Phase 2: Broken Image Detection Job¶
Priority: Medium-term Complexity: Medium Dependencies: None (but enhances Phase 3 if implemented first)
Goal¶
Periodically verify image URLs return HTTP 200 and contain valid image content.
Design Decisions¶
| Decision | Choice | Rationale |
|---|---|---|
| Storage | Separate ImageCheck table |
Audit trail, check history, cleaner entity |
| Validation | GET + magic bytes | Most thorough - verifies actual image data |
Entity: ImageCheck¶
#[ORM\Entity(repositoryClass: ImageCheckRepository::class)]
class ImageCheck
{
#[ORM\Id]
#[ORM\Column(type: 'uuid')]
private Uuid $id;
#[ORM\ManyToOne(targetEntity: CoffeeBean::class)]

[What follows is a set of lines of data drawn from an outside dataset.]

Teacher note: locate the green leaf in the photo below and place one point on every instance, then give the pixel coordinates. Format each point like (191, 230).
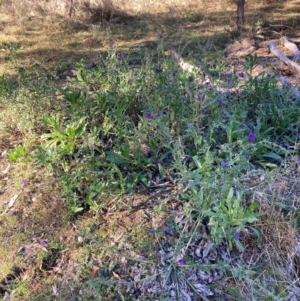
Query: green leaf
(116, 158)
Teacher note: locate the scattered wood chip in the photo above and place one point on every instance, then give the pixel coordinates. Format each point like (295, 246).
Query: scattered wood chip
(13, 200)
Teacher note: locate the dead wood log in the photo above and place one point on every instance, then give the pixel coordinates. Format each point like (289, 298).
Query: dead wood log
(291, 46)
(273, 48)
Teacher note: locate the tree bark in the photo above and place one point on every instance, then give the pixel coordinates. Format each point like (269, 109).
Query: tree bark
(240, 15)
(70, 9)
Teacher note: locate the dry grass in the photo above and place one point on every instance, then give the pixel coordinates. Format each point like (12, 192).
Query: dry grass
(202, 27)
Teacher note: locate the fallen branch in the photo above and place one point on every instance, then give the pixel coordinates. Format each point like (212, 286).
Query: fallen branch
(273, 48)
(291, 46)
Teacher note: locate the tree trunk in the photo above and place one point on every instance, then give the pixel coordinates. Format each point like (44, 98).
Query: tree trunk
(240, 15)
(69, 10)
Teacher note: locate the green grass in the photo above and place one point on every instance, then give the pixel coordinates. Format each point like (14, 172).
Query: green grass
(132, 158)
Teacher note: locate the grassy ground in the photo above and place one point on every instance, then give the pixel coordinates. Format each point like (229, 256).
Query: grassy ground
(125, 178)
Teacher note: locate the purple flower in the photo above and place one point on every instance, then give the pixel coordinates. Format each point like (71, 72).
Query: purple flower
(181, 261)
(241, 74)
(157, 70)
(44, 242)
(169, 230)
(251, 137)
(237, 236)
(24, 182)
(185, 159)
(149, 116)
(225, 164)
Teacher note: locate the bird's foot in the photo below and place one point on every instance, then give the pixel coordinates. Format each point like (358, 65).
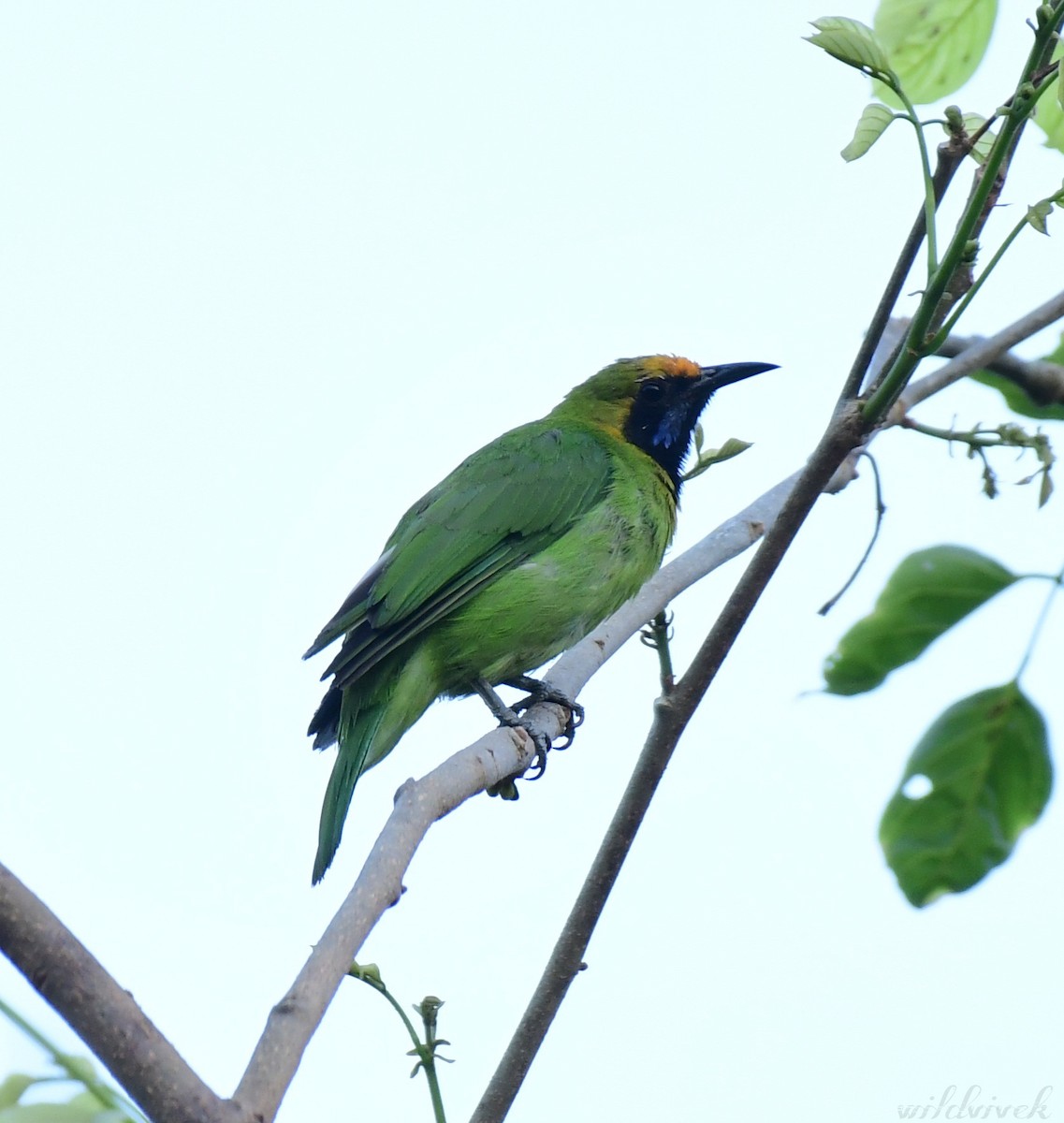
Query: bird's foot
(541, 692)
(512, 719)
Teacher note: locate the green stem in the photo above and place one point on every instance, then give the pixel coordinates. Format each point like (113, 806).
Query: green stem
(658, 638)
(75, 1068)
(426, 1053)
(917, 343)
(946, 329)
(929, 202)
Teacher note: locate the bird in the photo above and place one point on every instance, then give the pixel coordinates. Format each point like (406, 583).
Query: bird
(517, 555)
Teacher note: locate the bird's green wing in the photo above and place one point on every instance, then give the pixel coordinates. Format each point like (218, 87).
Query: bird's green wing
(496, 509)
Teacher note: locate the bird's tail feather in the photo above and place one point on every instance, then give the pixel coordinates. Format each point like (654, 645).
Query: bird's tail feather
(371, 723)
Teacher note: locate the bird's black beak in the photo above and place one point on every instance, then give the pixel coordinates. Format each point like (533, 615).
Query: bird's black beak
(714, 377)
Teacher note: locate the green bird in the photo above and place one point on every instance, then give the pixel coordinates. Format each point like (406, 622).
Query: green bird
(524, 548)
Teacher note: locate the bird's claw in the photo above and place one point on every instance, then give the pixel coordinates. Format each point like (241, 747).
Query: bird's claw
(540, 692)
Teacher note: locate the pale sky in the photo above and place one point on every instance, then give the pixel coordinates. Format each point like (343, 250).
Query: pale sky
(269, 272)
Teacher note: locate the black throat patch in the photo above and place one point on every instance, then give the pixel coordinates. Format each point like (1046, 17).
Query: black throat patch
(663, 420)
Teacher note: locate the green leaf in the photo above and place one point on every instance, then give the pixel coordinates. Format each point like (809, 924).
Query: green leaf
(1050, 118)
(870, 128)
(11, 1089)
(850, 42)
(986, 759)
(1017, 399)
(926, 595)
(934, 45)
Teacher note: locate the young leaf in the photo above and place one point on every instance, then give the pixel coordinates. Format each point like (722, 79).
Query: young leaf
(1039, 213)
(926, 595)
(870, 128)
(972, 124)
(934, 45)
(850, 42)
(986, 761)
(709, 456)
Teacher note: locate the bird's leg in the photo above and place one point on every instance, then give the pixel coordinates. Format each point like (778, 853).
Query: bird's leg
(541, 692)
(506, 717)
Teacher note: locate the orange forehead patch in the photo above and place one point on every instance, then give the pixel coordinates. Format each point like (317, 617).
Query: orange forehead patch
(673, 366)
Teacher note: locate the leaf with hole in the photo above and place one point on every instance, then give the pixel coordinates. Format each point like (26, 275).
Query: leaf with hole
(986, 761)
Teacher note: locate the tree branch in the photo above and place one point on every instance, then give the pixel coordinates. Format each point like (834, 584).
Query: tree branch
(983, 353)
(101, 1014)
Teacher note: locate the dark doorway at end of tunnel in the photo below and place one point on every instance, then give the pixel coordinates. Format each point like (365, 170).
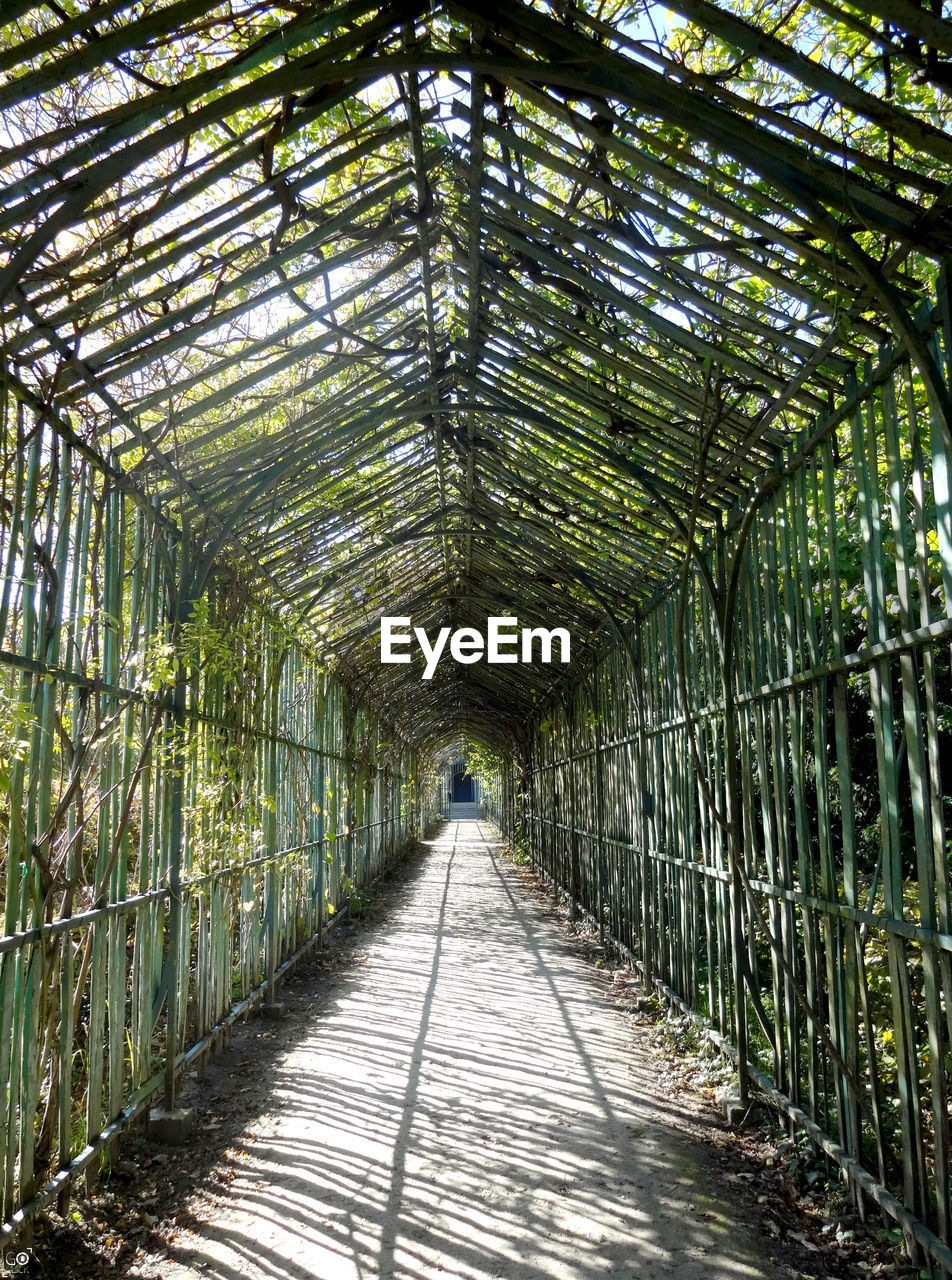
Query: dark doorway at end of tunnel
(462, 792)
(463, 789)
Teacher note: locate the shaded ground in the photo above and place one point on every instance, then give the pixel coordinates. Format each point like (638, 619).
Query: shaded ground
(451, 1097)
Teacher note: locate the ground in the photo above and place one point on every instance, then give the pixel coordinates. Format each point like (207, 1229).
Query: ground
(465, 1086)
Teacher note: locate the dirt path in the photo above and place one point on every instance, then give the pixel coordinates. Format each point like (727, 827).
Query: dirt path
(467, 1109)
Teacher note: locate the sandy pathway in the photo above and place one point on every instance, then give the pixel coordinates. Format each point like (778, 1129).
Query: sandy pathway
(468, 1109)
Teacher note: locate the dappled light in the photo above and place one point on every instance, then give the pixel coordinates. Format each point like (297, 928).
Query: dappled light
(536, 415)
(467, 1107)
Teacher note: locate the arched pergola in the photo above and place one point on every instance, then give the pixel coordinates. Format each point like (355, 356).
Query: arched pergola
(631, 320)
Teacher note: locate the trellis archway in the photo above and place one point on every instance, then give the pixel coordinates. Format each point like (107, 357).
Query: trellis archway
(628, 319)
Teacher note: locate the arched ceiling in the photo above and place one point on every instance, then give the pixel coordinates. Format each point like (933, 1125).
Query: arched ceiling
(439, 311)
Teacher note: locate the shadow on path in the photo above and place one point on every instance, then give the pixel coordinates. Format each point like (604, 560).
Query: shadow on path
(468, 1109)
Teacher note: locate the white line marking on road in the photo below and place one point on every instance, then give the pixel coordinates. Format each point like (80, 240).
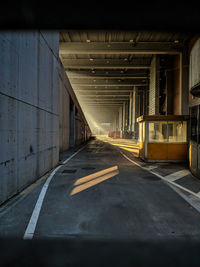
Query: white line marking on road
(163, 178)
(35, 215)
(177, 175)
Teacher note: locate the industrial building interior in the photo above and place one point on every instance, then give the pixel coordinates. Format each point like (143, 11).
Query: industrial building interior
(99, 138)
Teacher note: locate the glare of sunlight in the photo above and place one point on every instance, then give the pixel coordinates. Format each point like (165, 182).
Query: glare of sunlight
(93, 179)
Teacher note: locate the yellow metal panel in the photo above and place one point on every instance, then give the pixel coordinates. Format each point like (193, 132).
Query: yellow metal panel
(141, 150)
(177, 151)
(157, 151)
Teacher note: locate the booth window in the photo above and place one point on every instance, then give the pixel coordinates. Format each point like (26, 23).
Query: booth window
(193, 123)
(171, 132)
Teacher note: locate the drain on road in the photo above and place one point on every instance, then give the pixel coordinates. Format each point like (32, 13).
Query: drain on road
(69, 171)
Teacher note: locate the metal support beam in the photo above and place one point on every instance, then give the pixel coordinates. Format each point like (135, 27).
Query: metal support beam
(124, 48)
(105, 64)
(119, 82)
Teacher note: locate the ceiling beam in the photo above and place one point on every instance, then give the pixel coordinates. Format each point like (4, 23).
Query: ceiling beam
(117, 82)
(107, 77)
(118, 48)
(105, 64)
(103, 91)
(108, 85)
(107, 73)
(95, 95)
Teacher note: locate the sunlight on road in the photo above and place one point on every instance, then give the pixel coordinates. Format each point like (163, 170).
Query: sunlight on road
(126, 144)
(93, 179)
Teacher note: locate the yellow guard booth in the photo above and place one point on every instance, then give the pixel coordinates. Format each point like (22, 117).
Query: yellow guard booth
(163, 138)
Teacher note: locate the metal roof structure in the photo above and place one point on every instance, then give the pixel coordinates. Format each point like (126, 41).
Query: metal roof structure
(104, 66)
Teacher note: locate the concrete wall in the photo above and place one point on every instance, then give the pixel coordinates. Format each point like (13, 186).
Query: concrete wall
(64, 120)
(34, 108)
(29, 129)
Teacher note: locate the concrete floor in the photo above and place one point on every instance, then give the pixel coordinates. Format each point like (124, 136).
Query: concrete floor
(126, 202)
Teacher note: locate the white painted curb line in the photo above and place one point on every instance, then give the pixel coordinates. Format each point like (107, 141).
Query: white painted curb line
(30, 230)
(162, 177)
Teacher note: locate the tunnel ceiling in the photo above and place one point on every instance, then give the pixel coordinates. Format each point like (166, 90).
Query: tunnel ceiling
(104, 66)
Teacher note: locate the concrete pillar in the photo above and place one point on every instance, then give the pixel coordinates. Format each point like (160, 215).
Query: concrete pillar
(130, 111)
(184, 82)
(135, 112)
(127, 115)
(124, 116)
(72, 124)
(120, 119)
(169, 88)
(154, 86)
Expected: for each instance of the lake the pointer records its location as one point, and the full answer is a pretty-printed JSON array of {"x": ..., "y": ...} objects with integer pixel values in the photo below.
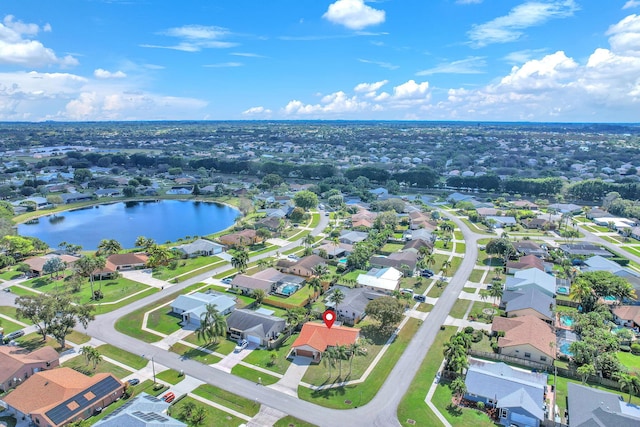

#[ORM\JoinColumn(nullable: false, onDelete: 'CASCADE')]
private CoffeeBean $coffeeBean;
#[ORM\Column(length: 255)]
private string $imageUrl; // Snapshot of URL at check time
#[ORM\Column(type: 'datetime_immutable')]
private DateTimeImmutable $checkedAt;
#[ORM\Column(enumType: ImageCheckStatus::class)]
private ImageCheckStatus $status; // VALID, BROKEN, TIMEOUT, ERROR
#[ORM\Column(nullable: true)]
private ?int $httpStatusCode = null;
#[ORM\Column(length: 100, nullable: true)]
private ?string $contentType = null;
#[ORM\Column(length: 20, nullable: true)]
private ?string $detectedFormat = null; // jpeg, png, webp, gif
#[ORM\Column(nullable: true)]
private ?int $contentLength = null;
#[ORM\Column(type: 'text', nullable: true)]
private ?string $errorMessage = null;
}
Validation: GET + Magic Bytes¶
Image magic byte signatures:
- JPEG: FF D8 FF
- PNG: 89 50 4E 47 0D 0A 1A 0A
- GIF: 47 49 46 38 (GIF8)
- WebP: 52 49 46 46 ... 57 45 42 50 (RIFF...WEBP)
Validation Process¶
- Send GET request with
Range: bytes=0-15header (fetch first 16 bytes only) - Check HTTP status code (200 or 206)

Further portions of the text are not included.